Five questions asked over a glowing Jack o’Lantern, under an Autumn moon obscured by passing clouds…in between mouthfuls of candy corn…with Paul Castiglia of Scared Silly: Classic Hollywood Horror-Comedies …
Why is Halloween important to you?
“Important” is too strong a word for me to use in this case. My relationship with Halloween is one of “pure fun.” Specifically for me it’s become a time to revisit some old-school horror flicks (the more black & white the better). I’m not a big costume guy – used to do that more when I was younger. And I’m on a diet so I’m trying to limit my candy consumption!
But there is one thing that has become a Halloween tradition for me: I hold an annual Halloween movie night at my office. I try to keep things on the light side with classic horror films and horror-comedies, or films that fall into the PG realm without graphic content (whether it’s classic TV movies like “The Night Stalker” or recent animated hits like “Monsters vs. Aliens”).
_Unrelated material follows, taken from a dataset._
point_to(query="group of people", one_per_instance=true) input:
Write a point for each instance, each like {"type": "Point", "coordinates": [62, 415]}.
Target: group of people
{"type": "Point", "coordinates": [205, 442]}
Describe your ideal Halloween.
I think I just did – as long as I can watch some fun spooky movies I’m set!
What Halloween collectibles do you cherish, or hate, or both?
I love movie posters and lobby cards, old movie magazines, trading cards, comic books, books about old movies and the films themselves (when I was a kid in the 1970s that meant Super 8 digest versions of the classics; as an adult it’s the entire films on DVD). Not that I actively collect any of the above with the exception of the movies and books about them. But from time-to-time if I run across an interesting item I pick it up.
When was your very first Halloween, the one whereyou really knew it was Halloween, and how was it?
I can’t recall the year but it had to the early 1970s. I had a Batman costume, but it wasn’t one of the cheesy vinyl costumes with the plastic masks – this was a cloth costume with a cloth cape and I believe it may have had a cloth pull-over cowl as well. I’m guessing this was from Sears or some other department store. Within a year or two of that Halloween, my sister and I made a Spider-Man Costume – she sewed it and I used permanent marker to draw all the webbing onto it! It was cool because it had a pull-over mask that fully covered my head and I insisted that we use gauze for the eyes so they could be white (enabling me to still see-through the mask).
What’s the one Halloween question you want to be asked and what’s your answer?
Q: If you could go back in time and watch any movie you wanted in a theater for Halloween, what would it be?
A: My answer would have to be the classic William Castle-directed Vincent Price starrer “The Tingler” – complete with the rigged seats!
Nice selection on “The Tingler!” I’d love to have seen that one in theaters myself, Castle always was the showman-type.